Prior to the referendum, Spain’s industry minister Jose Manuel Soria had said that an independent Scotland would be bad for the Scots and would mean international isolation. Spanish Prime Minister Mariano Rajoy, struggling to suppress an independence drive by the northwestern region of Catalonia, said the Scottish result was the best outcome for Europe: “The Scottish have avoided serious economic, social, institutional and political consequences. They have chosen the most favourable option for everyone; for themselves, for all of Britain and for the rest of Europe.”

Belgian EU Trade Commissioner Karel De Gucht, whose native Flanders region is seeing a growing nationalist movement, said a Scottish split would have been “cataclysmic” for Europe, triggering a domino effect across the continent. He said that “A Europe driven by self-determination of peoples…is ungovernable because you’d have dozens of entities but areas of policy for which you need unanimity or a very large majority”.

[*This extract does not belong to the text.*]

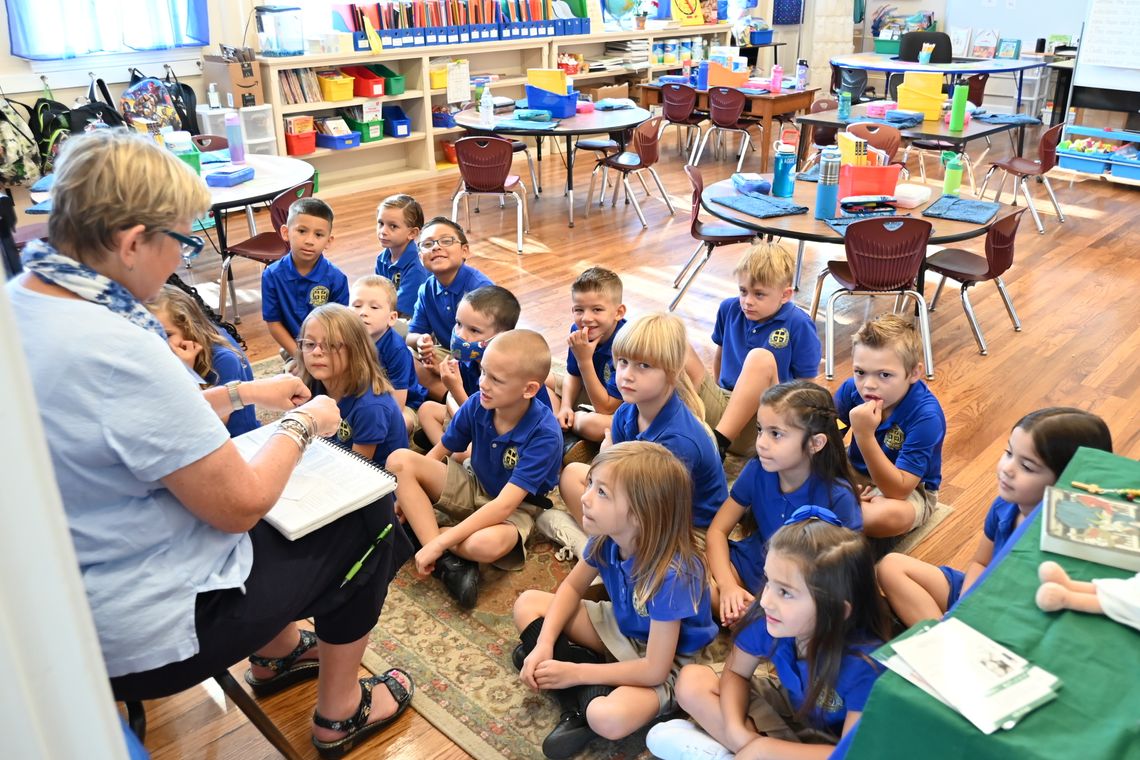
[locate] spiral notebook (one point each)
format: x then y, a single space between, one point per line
327 482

French President François Hollande expressed his fear of a possible “deconstruction” of Europe after decades of closer integration. Czech Prime Minister Bohuslav Sobotka said the Scottish result made him content because “I take it as yet another proof that the world has not gone entirely mad.” He said that if Britain had fallen apart, it could have led to a wave of nationalism that would have destabilised a number of other European countries.

Italian Prime Minister Matteo Renzi underlined how the Scottish vote raised hopes that a united but more decentralised Britain would remain in the European Union: “The value of diversity and the riches of our territories, not fragmentation, is the answer which the Scottish people, rightly proud of their history and traditions, has given to all of us”.